On Thu, Nov 19, 2009 at 9:18 PM, Peter Saint-Andre <[email protected]>wrote:
> On 11/18/09 10:48 PM, Ville Varis wrote:
>
> A: Because it messes up the order in which people normally read text.
> Q: Why is top-posting so bad?
> A: Top-posting.
> Q: What is the most annoying behavior on email discussion lists?
>
> ;-)
>
> > Ok, that is realy the answer for using 'ver' instead of timestamps, true
> > and thanks. Should be seen there, I was thinking too much from
> > algorithmic point of view forgetting some realities :)
> >
> > All the rest from my post, I still agree with that 'ver' should be able
> > to placed by publisher and this feature must be optional.
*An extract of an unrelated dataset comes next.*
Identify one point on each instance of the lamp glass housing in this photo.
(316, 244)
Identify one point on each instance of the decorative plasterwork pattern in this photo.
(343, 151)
Reasoning for
> > Service to generate 'Ver' exists, and that is good for sure for many
> cases.
> >
> > My main point being there exists also reasoning and use cases to allow
> > publisher to set 'Ver'
>
> What are the use cases for allowing the publisher to set the 'ver'?
> Maybe we need some other tracking device (perhaps a per-item counter so
> that you know this is the 3rd update to a particular item or whatever)
> but I don't see a need to allow the publisher to specify the 'ver' (just
> as we wouldn't allow an IM client to set the 'ver' for the roster).
>
> /psa
>
Simple use case: We have two servers connected to exchange back-end system
creating similar feed, which we are processing and then publishing the
results to thorugh pub/sub nodes.
Let's call these nodes feed1 and feed2.
We have just 1 item (really, not very good exchange we have there.)
ItemID = 1 in both feeds (set by feed publisher)
Now, the Item changes every then and while, propably even several times
within milliseconds, to make conflict happen, we send each update to
subscribers (in real life other things causes the delay in message passing)
Now in Feed1 we get upd
Item=1, ver=F1Generated123 (PubliserVer1)
In Feed2 We get an upd,
Item=1, ver=F2Generated123 (PubliserVer1)
Subscriber receives feed from both sources (for reliability)
All goes fine, as subsciber gets just the same data as update there..
But,
Now in Feed1 we get upd
Item=1, ver=F1Generated456 (PubliserVer2)
Item=1, ver=F1Generated789 (PubliserVer3)
Now in Feed2 we get upd
Item=1, ver=F2Generated456 (PubliserVer2)
Item=1, ver=F2Generated789 (PubliserVer3)
Subscriber receives first both messages from Feed1, everything goes ok.
Then subsciber receives messages from Feed2, and subscirber must update data
_back_ to PublisherVer2 as there is no knowledge would the Item with
'Ver'=F1Generated789 or 'Ver'=F2Generated456 to be valid one currently.
With PublisherVer2 subsciber may notice, the version being older than what
he has and just omits ythe update from Feed2.
And really, this is just a start for reliablity, and recovery.
Exactly same would happen, if Feed3 recovers itself from the file 1 hour
later, then it would generate absolutely different timestamps and 'Ver' As
Feeds 1 and 2 live earlier, no matter if publisher would know the exact
version for item.
And for more, when hot-swappin from Feed1 to Feed2, subsciber can _trust_
that Feed to is exactly the same as Feed1 and it would be enought to
reaquest only updates from the version the subcriber knows. (For smart
recovery, exactly the IetmId,Ver pairs subsciber knows need to be sent to
server and changes to that sent back to client)
Not finnished yet.
With allowing Ver there, we can set for example let sey EuroFeed1 and
EuroFeed2, nad UsaFeed1
UsaFeed1 annot connect to original source due to some restrictions or
whatsoever.
UsaFeed1 can now subscribe as std subsciber (for reliablity) EuroFeed1 and
EuroFeed2 and build it's on publishes to UsaFeed1 from either EuroFeed1 or
EuroFeed2. As long either EuroFeed1 or EuroFeed2 stays there, there is a
feed for Usa. (You can scale it up by changing UsaFeed1 to
FrontFeed01..FrontFeed10).
And at the end you have N number of _same_ feeds available there, which may
act as back ups for each others, failover points, hot-swaps, hot-recovery,
whatever you call it.
The counter for update counts does not work, as you may for example have a
back-end DB storage for data, from where you can generate the correct
HistoryId ('Ver' pls) for each Item for the first Insert. You may also not
be willing to send each and every update from original source, when number
of updates to specific item might vary for the same result for uniq ItemId
'Ver' pair.
At the end. I see IM client and pubsub use cases to be totally different
ones from each others and so the rules for those should be different too.
I think I'm done,
Ville Varis
ps. This kinda 'Ver' (HistoryId) came for us as necessarity after 5 years
using ItemId and pubsliher-service generated timestamp only. Used this and
derivateive algorithms succesfully several years. Really hope I can make my
thoughs clear at some point, if not for 1.13, but propably for the future.